Reading Time: 2 minutes

HEY GIRL, IT’S me! You know, me, down here sitting on the small of your back. That’s right, it’s your tramp stamp, and we need to talk.

Ever since you snagged that sweet office job, I’ve been starting to feel like I’m getting a bit neglected back here. No moisturizing balm, no talk of those touch ups I so desperately need to fill my fading tribal lines—it’s like you don’t even care about me anymore!

When you first got me we used to do such fun things together. Remember all those raunchy Facebook photos you took of yourself in your underwear? There I was, the crowning glory of your butt, decorating that backside like only a tramp stamp could. Now you seem more inclined to—dare I say it?—cover me up than show me off.

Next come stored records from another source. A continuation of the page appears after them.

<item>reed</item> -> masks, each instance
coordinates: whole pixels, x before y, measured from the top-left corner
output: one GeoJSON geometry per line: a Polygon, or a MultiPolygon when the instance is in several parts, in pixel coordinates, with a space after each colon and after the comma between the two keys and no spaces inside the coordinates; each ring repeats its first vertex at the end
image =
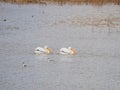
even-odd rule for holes
{"type": "Polygon", "coordinates": [[[10,2],[10,3],[57,3],[57,4],[93,4],[93,5],[103,5],[108,3],[114,3],[120,5],[120,0],[0,0],[0,2],[10,2]]]}

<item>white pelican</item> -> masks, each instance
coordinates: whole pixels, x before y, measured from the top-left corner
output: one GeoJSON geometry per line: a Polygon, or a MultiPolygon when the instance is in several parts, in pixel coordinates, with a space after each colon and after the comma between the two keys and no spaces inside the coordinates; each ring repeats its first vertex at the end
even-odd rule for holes
{"type": "Polygon", "coordinates": [[[48,46],[37,47],[34,51],[35,54],[52,54],[52,50],[48,46]]]}
{"type": "Polygon", "coordinates": [[[72,47],[68,47],[68,48],[61,48],[59,54],[63,54],[63,55],[75,55],[77,54],[75,49],[72,47]]]}

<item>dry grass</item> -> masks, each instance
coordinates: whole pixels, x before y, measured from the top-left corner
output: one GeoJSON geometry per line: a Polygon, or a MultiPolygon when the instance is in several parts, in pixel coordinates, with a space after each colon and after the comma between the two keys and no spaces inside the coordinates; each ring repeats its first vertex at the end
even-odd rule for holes
{"type": "Polygon", "coordinates": [[[58,3],[58,4],[93,4],[93,5],[103,5],[106,3],[114,3],[120,5],[120,0],[0,0],[1,2],[11,2],[11,3],[58,3]]]}

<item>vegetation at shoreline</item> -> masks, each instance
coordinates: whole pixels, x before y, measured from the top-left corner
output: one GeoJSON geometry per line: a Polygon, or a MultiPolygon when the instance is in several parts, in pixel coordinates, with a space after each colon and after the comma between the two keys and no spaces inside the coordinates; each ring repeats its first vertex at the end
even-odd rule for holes
{"type": "Polygon", "coordinates": [[[0,0],[0,2],[10,2],[10,3],[57,3],[57,4],[93,4],[93,5],[103,5],[108,3],[114,3],[120,5],[120,0],[0,0]]]}

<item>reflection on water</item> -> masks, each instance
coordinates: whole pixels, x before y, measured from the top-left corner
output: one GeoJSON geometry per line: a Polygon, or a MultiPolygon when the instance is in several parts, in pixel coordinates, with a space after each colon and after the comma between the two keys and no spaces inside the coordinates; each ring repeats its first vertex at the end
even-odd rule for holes
{"type": "Polygon", "coordinates": [[[56,4],[93,4],[93,5],[103,5],[106,3],[114,3],[120,5],[120,0],[1,0],[2,2],[12,2],[12,3],[39,3],[47,5],[47,3],[56,4]]]}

Now, I know, your mom did cry an awful lot when she first saw me. But who is to say those weren’t tears of happiness, cried to compliment your father’s shouts of joy? Besides, it’s only been six months—I’m sure they’ll call eventually.

Oh, and I heard that new guy you’re dating and all he had to say about “senseless tattoos” being “immature and unattractive,” but who cares what he has to say? If you want my opinion, I think you should drop him and go back to that edgy guy with all the piercings. He loved me, and he appreciated the fact that I was both intricate and cheap. When is he out of jail anyway?

Think of all the good times we’ve had together, like when you used to lay in the sun and expose my still-scabbed surface to the harsh Cancun sun. Or how about when you and that one night stand were doing it doggy-style and he had the fun of using me as a target? You used to say those were the best days of your life.

Listen, lady, you really need to smarten up if you want me to stick around. I’ve seen all those pamphlets for laser ink removal treatments and, frankly, I don’t appreciate it. Who are you kidding? You and I both know you don’t have $3,000 to spend on the dozen sessions it will take to get rid of me for good. If you did, you would have spent a lot more than $30 on a freehand tattoo from a blind man named Buck and maybe gotten something you actually wanted.

Babe, I’m begging you: Let’s try to make this work. We never did come up with a story to explain my supposed “symbolism” to all those chumps with meaningful tattoos. Why don’t we start there? With a made-up meaning attached to my existence, maybe you’ll warm up to me again.